McCarthy is one of those rare artists who, like younger author Jonathan Franzen, seem to be able to wield the creative sword of being both literary and plot-driven and suspenseful. Not that these two writers are anywhere near the “only” authors to do this, of course. But it’s much less common. Usually you’ve got an author like Stephen King, who is genuinely deep and insightful in his way, but who ultimately mainly writes powerful stories for entertainment. (Nothing at all wrong with that.

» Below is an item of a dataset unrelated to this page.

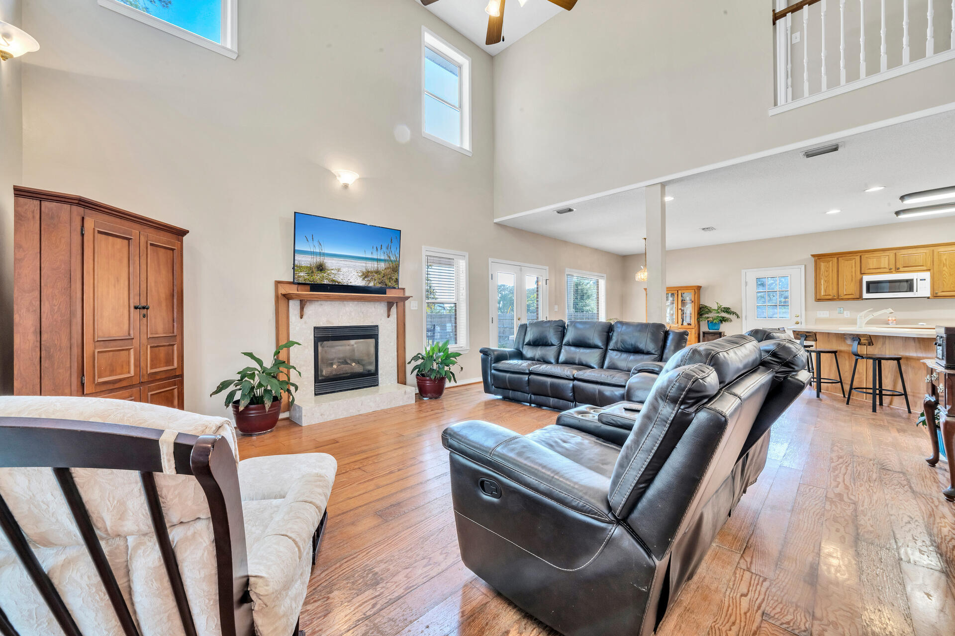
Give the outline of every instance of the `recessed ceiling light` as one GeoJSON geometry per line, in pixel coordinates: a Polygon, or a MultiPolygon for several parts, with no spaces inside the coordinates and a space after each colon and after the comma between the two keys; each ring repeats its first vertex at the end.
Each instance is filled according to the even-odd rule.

No judgment here.) Or you’ve got the flip side of the coin: Susan Sontag, say, in the sixties, or Ottessa Moshfegh now, both fantastic authors but highly literary and without (often) much plot or suspense. *(A good contemporary refutation to this might be Emma Cline’s 2016 literary novel, also brimming with plot and suspense, The Girls, a novelization about the Manson girls in the sixties.)
But, similar to my favorite 19th century Russian author, Dostoevsky, McCarthy has been able to pump out a plethora of prose which is not only plot-driven and incredibly suspenseful (and full of juicy cliff-hangers), but also spectacularly “literary,” meaning full of metaphor and symbolism and deeper, under-the-surface meaning.